Je sens qu’ils doivent être ma vraie famille. J’oublierai vite l’autre. Ces arbres m’adopteront peu à peu, et pour le mériter j’apprends ce qu’il faut savoir :

Je sais déjà regarder les nuages qui passent.

Je sais aussi rester en place.

Et je sais presque me taire.

FERMETURE DE LA CHASSE

C’est une pauvre journée, grise et courte, comme rognée à ses deux bouts.

Vers midi, le soleil maussade essaie de percer la brume et entre ouvre un œil pâle tout de suite refermé.

Je marche au hasard. Mon fusil m’est inutile, et le chien, si fou d’ordinaire, ne s’écarte pas.

L’eau de la rivière est d’une transparence qui fait mal : si on y plongeait les doigts, elle couperait comme une vitre cassée.

Dans l’éteule, à chacun de mes pas jaillit une alouette engourdie. Elles se réunissent, tourbillonnent et leur vol trouble à peine l’air gelé.

Là-bas, des congrégations de corbeaux déterrent du bec des semences d’automne.

Trois perdrix se dressent au milieu d’un pré dont l’herbe rase ne les abrite plus.

Comme les voilà grandies ! Ce sont de vraies dames maintenant. Elles écoutent, inquiètes. Je les ai bien vues, mais je les laisse tranquilles et m’éloigne. Et quelque part, sans doute, un lièvre qui tremblait se rassure et remet son nez au bord du gîte.
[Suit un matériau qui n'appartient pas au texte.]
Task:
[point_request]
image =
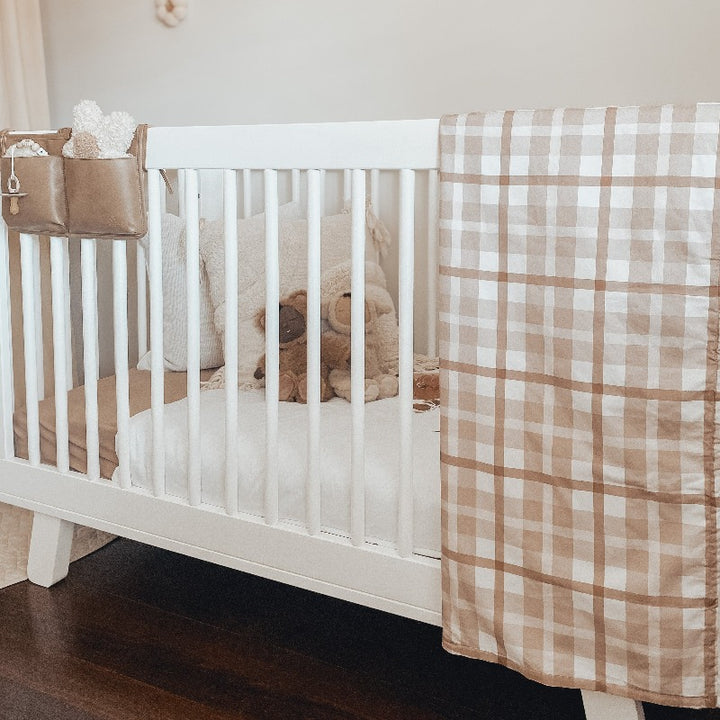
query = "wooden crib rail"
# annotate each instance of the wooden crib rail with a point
(390, 145)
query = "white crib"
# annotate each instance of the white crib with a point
(393, 579)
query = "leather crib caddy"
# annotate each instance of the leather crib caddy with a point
(74, 197)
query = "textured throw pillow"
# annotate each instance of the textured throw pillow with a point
(336, 238)
(175, 303)
(175, 291)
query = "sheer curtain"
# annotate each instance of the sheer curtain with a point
(24, 106)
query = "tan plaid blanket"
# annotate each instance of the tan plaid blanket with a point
(579, 363)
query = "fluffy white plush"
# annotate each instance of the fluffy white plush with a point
(337, 279)
(335, 234)
(112, 133)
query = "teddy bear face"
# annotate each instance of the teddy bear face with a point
(339, 312)
(292, 326)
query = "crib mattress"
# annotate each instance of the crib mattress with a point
(382, 441)
(381, 453)
(139, 381)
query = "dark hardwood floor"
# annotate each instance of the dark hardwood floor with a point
(140, 633)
Tout le long de cette haie (ça et là une dernière feuille bat de l’aile comme un oiseau dont la patte est prise), un merle fuit à mon approche, va se cacher plus loin, puis ressort sous le nez du chien et, sans risque, se moque de nous.

Peu à peu, la brume s’épaissit. Je me croirais perdu.
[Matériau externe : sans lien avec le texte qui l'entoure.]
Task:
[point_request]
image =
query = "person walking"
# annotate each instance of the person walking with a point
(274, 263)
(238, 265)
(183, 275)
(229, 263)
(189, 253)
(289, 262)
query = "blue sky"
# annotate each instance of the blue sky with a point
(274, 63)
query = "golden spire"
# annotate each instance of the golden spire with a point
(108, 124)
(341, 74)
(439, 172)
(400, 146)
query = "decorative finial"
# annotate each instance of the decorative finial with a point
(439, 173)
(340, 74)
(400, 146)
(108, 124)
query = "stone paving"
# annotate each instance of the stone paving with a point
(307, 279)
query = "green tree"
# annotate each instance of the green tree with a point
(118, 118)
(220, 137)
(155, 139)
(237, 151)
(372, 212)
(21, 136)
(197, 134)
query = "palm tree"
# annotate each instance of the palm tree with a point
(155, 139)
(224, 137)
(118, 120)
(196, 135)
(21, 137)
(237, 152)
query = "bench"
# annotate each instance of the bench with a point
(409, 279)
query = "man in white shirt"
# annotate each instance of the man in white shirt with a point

Mon fusil n’est plus, dans mes mains, qu’un bâton qui peut éclater. D’où partent ce bruit vague, ce bêlement, ce son de cloche, ce cri humain ?

Il faut rentrer. Par une route déjà effacée, je retourne au village. Lui seul connaît son nom. D’humbles paysans l’habitent, que personne ne vient jamais voir, excepté moi.